During week 41 of pregnancy mothers-to-be are referred to the hospital.

In accordance with ustawą z dnia 27 sierpnia 2004 r. o świadczeniach opieki zdrowotnej finansowanych ze środków publicznych, foreigners residing in Poland are entitled to free medical healthcare in the territory of the Republic of Poland if they or their family members have obtained refugee status or subsidiary protection.   Otherwise, foreigners in Poland need National Health Fund insurance

What do the Perinatal and Postnatal Care Standards guarantee? What rights do mums-to-be have?

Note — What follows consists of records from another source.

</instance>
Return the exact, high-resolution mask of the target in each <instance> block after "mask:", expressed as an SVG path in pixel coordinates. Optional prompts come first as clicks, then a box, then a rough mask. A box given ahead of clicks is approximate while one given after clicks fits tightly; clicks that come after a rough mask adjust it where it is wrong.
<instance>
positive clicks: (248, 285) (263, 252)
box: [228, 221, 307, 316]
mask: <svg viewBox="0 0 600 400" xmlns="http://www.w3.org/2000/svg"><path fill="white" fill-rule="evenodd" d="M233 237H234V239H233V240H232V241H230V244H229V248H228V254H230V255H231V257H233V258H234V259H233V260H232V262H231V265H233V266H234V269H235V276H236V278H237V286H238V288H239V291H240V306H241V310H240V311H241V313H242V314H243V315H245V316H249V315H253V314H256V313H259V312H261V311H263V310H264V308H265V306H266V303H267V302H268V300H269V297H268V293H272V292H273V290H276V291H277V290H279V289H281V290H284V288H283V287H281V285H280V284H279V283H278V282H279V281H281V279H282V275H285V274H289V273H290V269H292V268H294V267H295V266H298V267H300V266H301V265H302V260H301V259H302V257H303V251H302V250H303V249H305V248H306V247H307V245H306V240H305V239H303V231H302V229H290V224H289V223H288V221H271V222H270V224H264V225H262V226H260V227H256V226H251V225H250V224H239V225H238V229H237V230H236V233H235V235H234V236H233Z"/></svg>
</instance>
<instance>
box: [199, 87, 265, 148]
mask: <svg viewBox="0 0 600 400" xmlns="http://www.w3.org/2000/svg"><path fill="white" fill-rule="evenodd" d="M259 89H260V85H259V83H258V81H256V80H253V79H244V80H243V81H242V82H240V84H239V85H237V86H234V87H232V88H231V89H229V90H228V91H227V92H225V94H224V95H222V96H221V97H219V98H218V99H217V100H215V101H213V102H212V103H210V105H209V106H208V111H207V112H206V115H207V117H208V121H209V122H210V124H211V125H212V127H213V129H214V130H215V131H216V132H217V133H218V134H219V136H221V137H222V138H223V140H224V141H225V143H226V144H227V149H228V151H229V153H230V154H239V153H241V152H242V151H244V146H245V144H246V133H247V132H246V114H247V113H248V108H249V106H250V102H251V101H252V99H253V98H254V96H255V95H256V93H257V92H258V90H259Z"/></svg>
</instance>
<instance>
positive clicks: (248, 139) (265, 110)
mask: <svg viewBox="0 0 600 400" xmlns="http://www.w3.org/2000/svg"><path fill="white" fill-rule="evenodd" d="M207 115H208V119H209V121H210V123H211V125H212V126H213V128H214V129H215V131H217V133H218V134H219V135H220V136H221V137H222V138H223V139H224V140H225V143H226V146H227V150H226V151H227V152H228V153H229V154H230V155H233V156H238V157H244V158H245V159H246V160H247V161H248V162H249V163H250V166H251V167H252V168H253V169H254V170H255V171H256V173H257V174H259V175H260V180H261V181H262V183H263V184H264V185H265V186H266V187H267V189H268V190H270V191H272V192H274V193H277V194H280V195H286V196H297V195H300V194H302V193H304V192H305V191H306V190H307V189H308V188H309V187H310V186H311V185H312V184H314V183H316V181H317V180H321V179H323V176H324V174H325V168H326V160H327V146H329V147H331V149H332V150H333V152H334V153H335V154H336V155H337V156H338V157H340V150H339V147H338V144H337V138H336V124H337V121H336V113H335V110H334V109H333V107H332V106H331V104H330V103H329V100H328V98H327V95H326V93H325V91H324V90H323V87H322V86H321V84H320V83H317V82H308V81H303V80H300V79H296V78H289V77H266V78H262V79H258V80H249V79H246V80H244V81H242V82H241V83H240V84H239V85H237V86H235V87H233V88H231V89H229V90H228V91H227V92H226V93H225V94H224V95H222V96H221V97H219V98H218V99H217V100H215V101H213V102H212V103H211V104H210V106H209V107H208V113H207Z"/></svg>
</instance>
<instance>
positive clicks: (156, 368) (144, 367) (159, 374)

  • The mum-to-be is entitled to:
  • free choice of the place where she wants to give birth;
  • full and exhaustive information regarding her own health, as well as the baby's;
  • respect for her dignity and intimacy;
  • individual Delivery Plan (more information on that can be found in the Delivery In Poland chapter);
  • the company of a close friend or relative during the delivery. It may be her significant other, but also a friend, the mother or another close person;
  • active delivery;
  • use of non-pharmacological pain treatment (warm water, massage);
  • fluid intake during the delivery;
  • the first contact with the child immediately after the delivery, for at least two hours;
  • help in breastfeeding during the first days after delivery;
  • at least 4 visits from a midwife after her return home, in accordance with the individual needs of the mother and of the child.